1895 Samuel Zwemer, one of the cofounders of the Arabian Mission, stops in Kuwait on his way to Basra from Bahrain and notes that “the place is the cleanest Arab town in the Gulf …”
1908 Sheikh Khaz’al, ruler of Muham-marah and a patient of the Arabian Mission’s Dr. Arthur K. Bennett, invites Dr. Bennett to meet Sheikh Mubarak, the 7th ruler of Kuwait.
1909 Dr. Bennett performs successful cataract surgery on Sheikh Mubarak’s daughter. Sheikh Mubarak invites the Arabian Mission doctors to practice in Kuwait. They agree and Kuwait becomes an outstation of the Basra facilities.
1911 Sheikh Mubarak provides an annex of his palace to be used as a hospital. Dr. Paul Harrison and Dr. Eleanor Calverley are the first doctors assigned to the Kuwait American Mission Hospital (AMH).
1913 Construction on the first purpose-built hospital is completed. Dr. Stanley Mylrea arrives, replacing Dr. Harrison, and is named Kuwait’s “Quarantine Medical Officer”.
1917 Sheikh Salim al-Mubarak al-Sabah becomes Amir.
1919 The purpose built Women’s Dispensary is completed.
1920 Soldiers from the Battle of Jahra are treated at the AMH and only four of the 135 seriously wounded die.
1921 Electric generators are installed in the hospital and the doctors receive a Model T Ford, making house calls easier.
1930 Operating theatres are added to the AMH facilities.
1939 H.H. the Amir Sheikh Ahmed al-Jaber al-Sabah opens the Olcott Memorial Hospital, commonly known as the Women’s Hospital. Dr. Mary Bruins Allison replaces Dr. Calverley.
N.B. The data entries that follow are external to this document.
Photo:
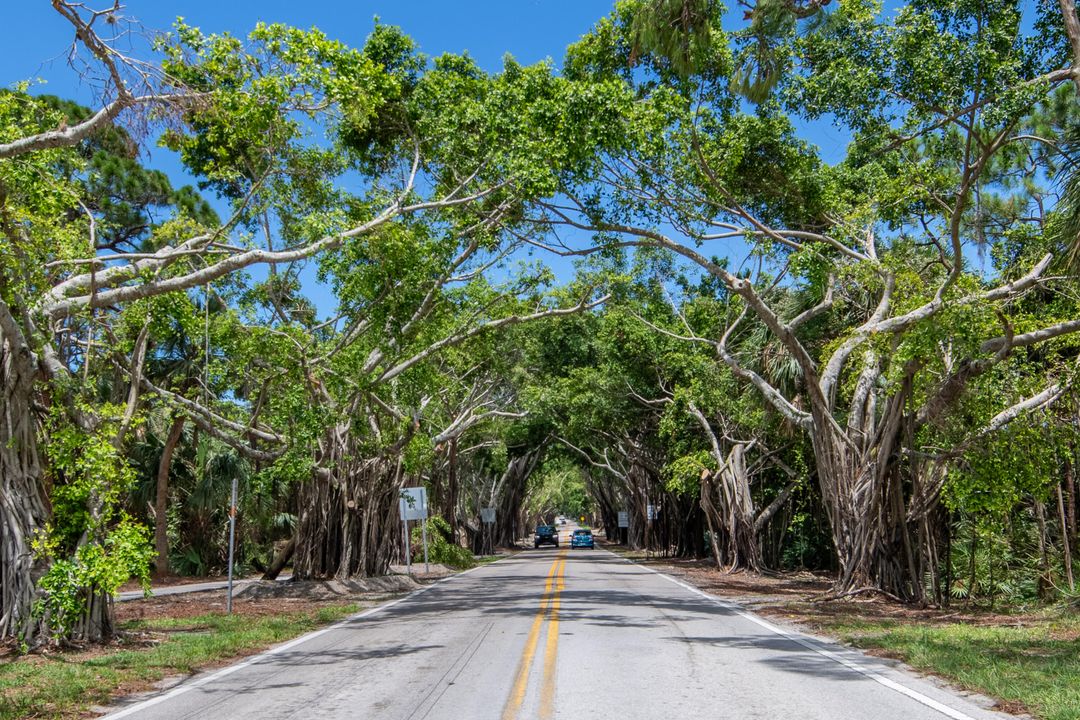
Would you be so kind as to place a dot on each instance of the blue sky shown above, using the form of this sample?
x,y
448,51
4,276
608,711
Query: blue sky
x,y
35,40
1940 A modern laboratory is established.
1940-1945 Facilities and services are reduced due to a lack of supplies during World War II. Dr. Bruins Allison is sent home.
1943 The first X-ray machine is added.
1945 Dr. Bruins Allison begins restoration of the Women’s Hospital. A full X-ray unit is installed.
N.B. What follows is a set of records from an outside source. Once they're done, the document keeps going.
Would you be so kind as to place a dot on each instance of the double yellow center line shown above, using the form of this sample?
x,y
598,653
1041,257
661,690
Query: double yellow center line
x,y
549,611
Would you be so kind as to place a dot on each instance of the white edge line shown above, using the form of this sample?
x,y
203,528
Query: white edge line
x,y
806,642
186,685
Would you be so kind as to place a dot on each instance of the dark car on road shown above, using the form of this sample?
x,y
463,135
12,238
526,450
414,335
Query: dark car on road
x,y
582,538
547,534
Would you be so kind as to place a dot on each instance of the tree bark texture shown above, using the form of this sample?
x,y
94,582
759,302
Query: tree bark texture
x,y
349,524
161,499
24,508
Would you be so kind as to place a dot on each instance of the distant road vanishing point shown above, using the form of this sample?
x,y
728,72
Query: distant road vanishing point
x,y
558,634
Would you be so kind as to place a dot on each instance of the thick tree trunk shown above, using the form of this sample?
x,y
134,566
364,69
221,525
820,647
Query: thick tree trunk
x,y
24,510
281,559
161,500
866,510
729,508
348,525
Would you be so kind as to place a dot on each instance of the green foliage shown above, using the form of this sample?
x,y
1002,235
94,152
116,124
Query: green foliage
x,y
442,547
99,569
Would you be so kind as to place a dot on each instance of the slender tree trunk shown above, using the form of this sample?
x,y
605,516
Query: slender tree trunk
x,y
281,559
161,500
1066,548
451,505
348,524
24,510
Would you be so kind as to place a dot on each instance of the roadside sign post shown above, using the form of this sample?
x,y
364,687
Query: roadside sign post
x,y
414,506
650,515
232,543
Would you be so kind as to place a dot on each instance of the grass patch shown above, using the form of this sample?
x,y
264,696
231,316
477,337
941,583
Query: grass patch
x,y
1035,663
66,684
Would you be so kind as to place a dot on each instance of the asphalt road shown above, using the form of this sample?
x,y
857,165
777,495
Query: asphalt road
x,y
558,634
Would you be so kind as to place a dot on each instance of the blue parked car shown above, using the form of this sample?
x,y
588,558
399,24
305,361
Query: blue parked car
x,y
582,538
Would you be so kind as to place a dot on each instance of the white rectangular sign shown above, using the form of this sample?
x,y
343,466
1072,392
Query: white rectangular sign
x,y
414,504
1949 Amiri Hospital and the KOC Hospital open in Maqwa.
1952 Air-conditioning is added to the operating rooms.
1955 H.H. the Amir, Sheikh Abdullah al-Salem al-Sabah opens the Mylrea Memorial Hospital, commonly known as the Men’s hospital.
1967 There are sufficient public hospitals in Kuwait, American Mission Hospital closes.
1995 UNESCO and Dar al-Athar al-Islamiyyah explore preservation plans for the AMH buildings.
2000 Restoration and historic preservation work on the buildings begins, with support from the NCCAL, UNESCO, the Ministry of Information and Dar al-Athar al-Islamiyyah.
2006 Dar al-Athar al-Islamiyyah establishes an Islamic arts and culture library and temporary administrative offices in the Women’s Hospital building.
2007 Plans are finalised for the conversion of the Men’s Hospital into a multi-use facility, the Amricani Cultural Centre.
2008 Small exhibitions and the Children’s Art Workshop activities are held in the Amricani Cultural Centre.
2009 Renovation work begins on the Amricani Cultural Centre.
2011 Dar al-Athar al-Islamiyyah opens the Amricani Cultural Centre.